From my understanding, terms such as "Byzantine Empire" and "Eastern Roman Empire" are applied centuries later to describe the Roman Empire in the East. However, it is also understood that the Byzantines considered themselves the continuation of the Roman Empire. But what do they call themselves after Diocletian's Division where the west still exists? Just Roman Empire even after the division of administration? Do they have anything that distinguish themselves from the west?
The Byzantines were distinguished from the Western Romans by language and faith--they spoke Greek and were Orthodox while the Western Romans spoke Latin (later Italian) and were Catholic. In the 730's the emperor in Constantinople declared icons to be idolatrous (the origin of our word iconoclast) while Rome maintained that they were not. The two empires even came to use different scripts, with the Byzantines adopting Greek miniscule in the ninth century onward.

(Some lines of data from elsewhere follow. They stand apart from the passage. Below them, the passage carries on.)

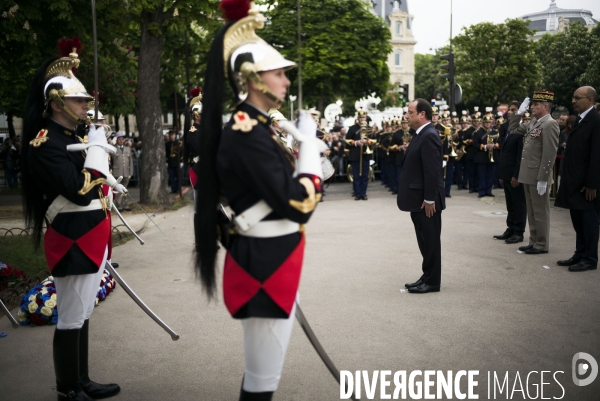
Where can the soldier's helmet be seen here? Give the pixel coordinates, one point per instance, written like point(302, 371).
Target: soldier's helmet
point(245, 54)
point(196, 102)
point(60, 82)
point(276, 116)
point(361, 112)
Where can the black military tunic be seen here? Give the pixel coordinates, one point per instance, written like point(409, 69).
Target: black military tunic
point(252, 165)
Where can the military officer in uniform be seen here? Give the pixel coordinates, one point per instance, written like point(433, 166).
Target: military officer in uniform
point(174, 157)
point(68, 191)
point(271, 198)
point(360, 155)
point(539, 154)
point(485, 142)
point(122, 166)
point(191, 137)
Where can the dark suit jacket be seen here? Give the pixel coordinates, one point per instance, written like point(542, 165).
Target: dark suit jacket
point(421, 177)
point(581, 165)
point(510, 157)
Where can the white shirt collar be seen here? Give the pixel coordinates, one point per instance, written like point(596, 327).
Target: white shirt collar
point(422, 126)
point(582, 115)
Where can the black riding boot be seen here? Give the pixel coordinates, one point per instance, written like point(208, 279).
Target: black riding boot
point(66, 360)
point(247, 396)
point(92, 389)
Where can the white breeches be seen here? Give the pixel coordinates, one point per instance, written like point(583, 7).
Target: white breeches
point(265, 343)
point(76, 297)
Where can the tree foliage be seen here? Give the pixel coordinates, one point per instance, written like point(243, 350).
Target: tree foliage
point(569, 59)
point(344, 49)
point(496, 62)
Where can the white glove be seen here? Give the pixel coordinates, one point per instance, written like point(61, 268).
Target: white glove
point(120, 189)
point(524, 106)
point(542, 185)
point(310, 147)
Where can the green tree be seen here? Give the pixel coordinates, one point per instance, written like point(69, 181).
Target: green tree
point(154, 19)
point(344, 48)
point(564, 58)
point(591, 76)
point(496, 62)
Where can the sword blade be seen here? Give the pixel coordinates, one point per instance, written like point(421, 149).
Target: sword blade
point(317, 345)
point(150, 218)
point(114, 208)
point(141, 304)
point(9, 315)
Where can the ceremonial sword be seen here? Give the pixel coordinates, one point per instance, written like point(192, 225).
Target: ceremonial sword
point(317, 345)
point(141, 304)
point(9, 315)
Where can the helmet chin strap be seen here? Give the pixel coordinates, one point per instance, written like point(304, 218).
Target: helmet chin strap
point(57, 96)
point(248, 71)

The Byzantines never stopped referring to themselves as Romans and retained a sentimental attachment to Rome itself even after the cultural and power center of the empire shifted to Constantinople and after the division of the empire. Justinian reconquered Rome in the 6th Century, and when Charlemagne was crowned Holy Roman Emperor in 800, the Byzantines continued to refer to him as merely "Emperor of the Franks."
We see an interesting linguistic echo of this in Turkish--the Ottomans called the Byzantine Empire Rhûm.